Номер, который Матвей записал в ее тетрадке, Маруся помнила наизусть, хотя вообще-то плохо запоминала цифры. Но позвонить по этому номеру было невозможно. Невозможно было разговаривать с ним как с обычным телефонным собеседником. Он не был обычным собеседником; она не знала, как с ним разговаривать.
Но зато она знала другое. И это «другое» было из категории того, что – важно.
Маруся набрала номер ермоловской квартиры. Она надеялась, что Анна Александровна не станет расспрашивать, зачем ей надо знать, где сейчас Матвей, и растерялась, когда трубку взяла Антонина Константиновна. С ней Маруся за все время, которое прожила у Ермоловых, виделась раза три. Матвеева бабушка существовала на каком-то очень дальнем, незамечаемом краю ее сознания.
Но ее растерянность длилась секунду, не больше. Все это – растерянность, нерешительность, упрямство, желание настоять на своем, все, что прежде казалось ей таким существенным, – было всего лишь детскими глупостями, которые она долго, непростительно долго лелеяла в себе. И они были – неважно.

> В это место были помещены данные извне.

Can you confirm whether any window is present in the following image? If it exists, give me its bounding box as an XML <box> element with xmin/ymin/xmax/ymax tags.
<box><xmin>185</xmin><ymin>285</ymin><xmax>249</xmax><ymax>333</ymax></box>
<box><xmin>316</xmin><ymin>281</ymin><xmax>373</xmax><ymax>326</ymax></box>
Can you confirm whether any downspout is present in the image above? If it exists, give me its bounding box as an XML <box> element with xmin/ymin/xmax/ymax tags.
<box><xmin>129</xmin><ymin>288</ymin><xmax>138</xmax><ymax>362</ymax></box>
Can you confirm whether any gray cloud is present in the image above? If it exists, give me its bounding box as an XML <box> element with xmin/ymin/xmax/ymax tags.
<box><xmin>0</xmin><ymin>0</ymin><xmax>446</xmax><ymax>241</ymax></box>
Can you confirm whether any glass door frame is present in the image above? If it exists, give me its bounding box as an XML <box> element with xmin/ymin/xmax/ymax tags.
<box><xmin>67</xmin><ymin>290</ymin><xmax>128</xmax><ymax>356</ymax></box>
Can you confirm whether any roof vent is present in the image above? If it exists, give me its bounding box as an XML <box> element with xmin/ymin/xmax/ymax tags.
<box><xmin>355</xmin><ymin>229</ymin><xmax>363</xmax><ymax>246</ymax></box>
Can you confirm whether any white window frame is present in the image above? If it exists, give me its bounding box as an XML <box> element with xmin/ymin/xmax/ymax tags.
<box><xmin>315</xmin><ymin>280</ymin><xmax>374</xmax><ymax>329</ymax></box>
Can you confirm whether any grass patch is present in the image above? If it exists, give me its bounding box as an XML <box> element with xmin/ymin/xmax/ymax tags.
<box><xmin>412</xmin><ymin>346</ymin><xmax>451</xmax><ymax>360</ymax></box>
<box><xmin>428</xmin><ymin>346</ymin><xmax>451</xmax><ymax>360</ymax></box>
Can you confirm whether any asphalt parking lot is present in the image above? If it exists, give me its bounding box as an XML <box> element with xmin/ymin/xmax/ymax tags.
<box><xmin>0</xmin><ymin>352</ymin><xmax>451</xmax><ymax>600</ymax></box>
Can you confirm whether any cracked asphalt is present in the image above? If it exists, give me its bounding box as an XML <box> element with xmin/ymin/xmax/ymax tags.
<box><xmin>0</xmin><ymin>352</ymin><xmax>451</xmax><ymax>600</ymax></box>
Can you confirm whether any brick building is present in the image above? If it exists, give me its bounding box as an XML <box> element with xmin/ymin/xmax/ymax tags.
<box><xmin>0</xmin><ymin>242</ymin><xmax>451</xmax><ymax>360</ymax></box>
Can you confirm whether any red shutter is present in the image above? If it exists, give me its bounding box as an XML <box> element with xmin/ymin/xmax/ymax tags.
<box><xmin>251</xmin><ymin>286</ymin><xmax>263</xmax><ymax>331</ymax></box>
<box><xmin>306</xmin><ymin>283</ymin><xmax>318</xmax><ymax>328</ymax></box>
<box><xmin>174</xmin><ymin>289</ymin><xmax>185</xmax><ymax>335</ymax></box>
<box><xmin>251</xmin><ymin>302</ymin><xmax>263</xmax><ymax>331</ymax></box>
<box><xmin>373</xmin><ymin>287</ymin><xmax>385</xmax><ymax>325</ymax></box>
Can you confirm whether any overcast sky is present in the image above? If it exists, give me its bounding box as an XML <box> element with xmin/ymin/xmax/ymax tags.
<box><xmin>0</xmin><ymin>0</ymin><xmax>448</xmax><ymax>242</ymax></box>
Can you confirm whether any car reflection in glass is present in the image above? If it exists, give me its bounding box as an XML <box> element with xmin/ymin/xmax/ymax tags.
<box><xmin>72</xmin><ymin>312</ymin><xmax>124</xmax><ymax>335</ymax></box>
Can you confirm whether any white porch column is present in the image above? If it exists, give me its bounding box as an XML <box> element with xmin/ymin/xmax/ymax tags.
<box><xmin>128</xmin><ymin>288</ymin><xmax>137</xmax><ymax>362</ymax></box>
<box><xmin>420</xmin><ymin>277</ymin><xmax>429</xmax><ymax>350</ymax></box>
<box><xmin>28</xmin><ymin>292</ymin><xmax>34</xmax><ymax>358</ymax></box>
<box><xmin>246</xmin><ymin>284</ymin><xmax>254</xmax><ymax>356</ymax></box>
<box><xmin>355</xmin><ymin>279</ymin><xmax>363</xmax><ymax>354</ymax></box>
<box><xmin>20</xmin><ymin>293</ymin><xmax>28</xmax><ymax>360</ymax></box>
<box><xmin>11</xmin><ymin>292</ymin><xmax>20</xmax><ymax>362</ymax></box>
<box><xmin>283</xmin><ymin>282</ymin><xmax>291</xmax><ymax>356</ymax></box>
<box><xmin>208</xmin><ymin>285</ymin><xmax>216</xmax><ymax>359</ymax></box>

Антонина Константиновна не удивилась, услышав Марусин вопрос, да еще ни свет ни заря. И зачем Марусе понадобилось знать, где Матвей, не спросила тоже.
– Он в Сретенском, – сказала она. – Знаешь, где это?
– Знаю.
– С Казанского поездом до Лебедяни, оттуда автобус ходит.
Марусе показалось, Антонина Константиновна хочет сказать что-то еще. Но та ничего не сказала.
«Странная какая-то, – подумала Маруся, положив трубку. – Откуда она узнала, что я туда ехать собираюсь?»
Мысль о том, что Матвеева бабушка тоже может знать, что важно, что неважно, в голову ей не пришла. Да она больше и не обращала внимания на то, что приходит ей в голову.
Поезд шел до Лебедяни так долго, что дальше, до Сретенского, Маруся готова была идти пешком. Ей казалось, так будет быстрее. Она не могла больше выдержать неспешную и неспешностью своей не зависящую от нее дорогу через леса, потом через поля, потом по кромке бесконечных садов... Лучше бы и правда, как в сказке, идти да идти за волшебным клубочком и знать, что он приведет к тому, кто ее ждет.